Despite these notable rewards, Majkut stressed how she simply just loves the game.
“I appreciate the recognition, but ultimately, I’m not playing for a medal,” Majkut said. “The medals are great, but they don’t really emphasize who I am as a player. I play for my team, and I play the game because I love it.”
However, balancing a sport and college work isn’t easy. With a tough major like molecular biology and a minor in chemistry, Majkut had a lot on her plate this season.
“Personally for me, balancing my hectic schedule with my classes and making sure I was dedicating all the time that I had to school and volleyball equally made the season very difficult,” Majkut said.
Majkut has been a Red Hawks volleyball player for her whole college career. Yet, her favorite volleyball memory is beating Stockton University in last year’s semi-finals, the “craziest” and “best” game the team has ever played.
“It was amazing seeing everyone cheering,” Majkut said. “We ran into a huddle in the middle of the court.
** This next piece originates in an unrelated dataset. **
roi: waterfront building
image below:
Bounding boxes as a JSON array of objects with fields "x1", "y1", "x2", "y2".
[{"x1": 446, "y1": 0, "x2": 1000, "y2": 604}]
Everybody was hugging, everybody was crying. It really felt like we won the championship that day even though we had to get on a bus and go to another game for the finals.”
Majkut will hang up her uniform for good next year. Though she plans to graduate in January of 2019, her love for the game and especially for her team will never crumble.
“Even when I’m not here, I’m going to be cheering them on,” Majkut said. “I want everybody to just have fun and succeed.”
The volleyball season came to a close with their unfortunate loss against Kean University on Nov. 2. Majkut and her teammate Lily Scanzillo ended the season being chosen for the All-NJAC honorable mention while Jillian Wilson was selected for the NJAC All-Conference second team.